Além desse monopólio da televisão, Chateaubriand era dono de jornais poderosos e rádios fortíssimas em todos os Estados e de uma revista semanal ilustrada, O Cruzeiro, com mais de 500 mil exemplares de circulação.  O Brasil tinha na época pouco mais de 50 milhões de habitantes e hoje tem quatro vezes isso, mais de 200 milhões. Mantidas as proporções, O Cruzeiro venderia hoje 2 milhões de exemplares.  Todos esses veículos de Chateaubriand estavam mobilizados para derrubar Getúlio.
O subchefe do Gabinete Militar de Getúlio, General Mozart Dornelles,  conhecia Chateaubriand e ficara seu amigo na Revolução de 30, que Chateaubriand cobrira como jornalista (e até se incorporara ao trem que trazia Getúlio e o estado-maior da revolução de Porto Alegre para o Rio). Ferido pela fúria dos ataques de Carlos Lacerda, o General foi procurar Chateaubriand sem informar Getúlio.
A  pretexto, como sempre,  de denúncias de corrupção que os fatos desmentiram completamente, Lacerda ultrapassou todos os limites  na madrugada de 24 de agosto, quando se noticiou que Getúlio se afastaria do governo, licenciando-se, para o Vice Café Filho  assumir as investigações em andamento, embora enfiado até o pescoço no golpe contra o governo.  Eram ataques tão pessoais e desmedidos que Lacerda chegou ao ponto de dizer na Rádio Globo, entrevistado ao vivo nessa madrugada:
- Licença? Ele tem é que apodrecer na prisão!
O General Mozart  esteve com Chateaubriand bem antes disso e perguntou por que aquela campanha. Chateaubriand não fez cerimônia e respondeu, sem a menor preocupação com o que no futuro a história poderia revelar desse encontro:
- Mozart, eu adoro o Presidente... É só ele desistir da Petrobrás que eu tiro as televisões do Lacerda e entrego a quem o Presidente quiser para fazer a defesa do governo.

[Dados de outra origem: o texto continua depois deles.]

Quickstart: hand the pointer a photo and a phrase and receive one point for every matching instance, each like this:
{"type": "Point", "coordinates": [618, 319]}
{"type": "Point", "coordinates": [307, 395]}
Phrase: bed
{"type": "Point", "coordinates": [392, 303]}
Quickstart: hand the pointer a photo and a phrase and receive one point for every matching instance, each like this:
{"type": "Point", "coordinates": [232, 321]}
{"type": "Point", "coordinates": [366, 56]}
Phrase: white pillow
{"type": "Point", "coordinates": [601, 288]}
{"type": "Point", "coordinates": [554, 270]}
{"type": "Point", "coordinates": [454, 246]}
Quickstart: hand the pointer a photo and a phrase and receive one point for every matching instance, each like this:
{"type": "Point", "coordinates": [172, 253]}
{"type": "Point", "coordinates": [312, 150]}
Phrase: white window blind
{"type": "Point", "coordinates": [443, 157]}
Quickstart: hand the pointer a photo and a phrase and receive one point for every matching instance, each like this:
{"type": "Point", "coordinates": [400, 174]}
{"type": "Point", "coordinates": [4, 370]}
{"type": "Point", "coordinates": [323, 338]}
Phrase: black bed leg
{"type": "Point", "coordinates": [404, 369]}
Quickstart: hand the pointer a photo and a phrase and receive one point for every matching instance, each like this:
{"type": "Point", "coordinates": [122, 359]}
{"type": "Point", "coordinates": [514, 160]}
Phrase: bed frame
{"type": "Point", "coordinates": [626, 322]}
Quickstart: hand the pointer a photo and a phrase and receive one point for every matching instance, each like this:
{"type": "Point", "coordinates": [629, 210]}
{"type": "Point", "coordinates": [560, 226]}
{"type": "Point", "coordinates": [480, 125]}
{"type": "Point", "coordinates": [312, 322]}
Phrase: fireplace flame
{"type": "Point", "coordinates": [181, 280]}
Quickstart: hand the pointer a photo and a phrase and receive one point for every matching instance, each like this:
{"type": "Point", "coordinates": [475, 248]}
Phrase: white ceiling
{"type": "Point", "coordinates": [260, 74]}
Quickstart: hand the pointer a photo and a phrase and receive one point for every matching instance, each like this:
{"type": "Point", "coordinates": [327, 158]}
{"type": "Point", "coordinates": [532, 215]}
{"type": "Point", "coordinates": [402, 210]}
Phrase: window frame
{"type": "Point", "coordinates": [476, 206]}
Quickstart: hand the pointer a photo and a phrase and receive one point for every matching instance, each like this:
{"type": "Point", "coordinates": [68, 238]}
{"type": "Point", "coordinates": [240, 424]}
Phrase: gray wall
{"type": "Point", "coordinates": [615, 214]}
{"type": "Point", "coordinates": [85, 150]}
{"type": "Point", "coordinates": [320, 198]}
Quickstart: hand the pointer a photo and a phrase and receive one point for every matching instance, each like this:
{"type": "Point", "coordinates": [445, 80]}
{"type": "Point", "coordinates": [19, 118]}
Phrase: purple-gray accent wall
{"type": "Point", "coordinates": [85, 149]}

O General voltou para o Palácio do Catete, sede da Presidência no Rio,  encontrou o Ministro da Justiça Tancredo Neves, seu cunhado, contou o que ouvira de Chateaubriand e pediu a opinião de Tancredo: deveria ou não contar a Getúlio sobre a proposta de Chateaubriand?
- Acho que você deve contar, sim. O Presidente deve ser informado disso. Mas você sabe, Mozart, como eu sei, que o Presidente morre mas não desiste da Petrobrás.
Dias depois, Getúlio estava morto – e, morrendo como morreu, garantiu que a Petrobrás vivesse, ameaçada muitas vezes, mas sempre resgatada pela força do sentimento popular e pela resistência de seu corpo técnico.
Espero que a sugestão atribuída ao juiz Moro pela grande mídia, não pelos blogs, seja desmentida ou descartada e não tentem levá-la também às universidades. Se ideias como essa viralizarem, logo os orçamentos públicos terão de ser corrigidos para destinar mais recursos à construção de presídios. O Brasil, já o terceiro país que mais prende no mundo, disputará o segundo e quem sabe o primeiro lugar nessa corrida. E um novo slogan eleitoral poderá ser oferecido pelos marqueteiros a candidatos emergentes desse arrastão inquisitorial: “Mais prisões, menos escolas!"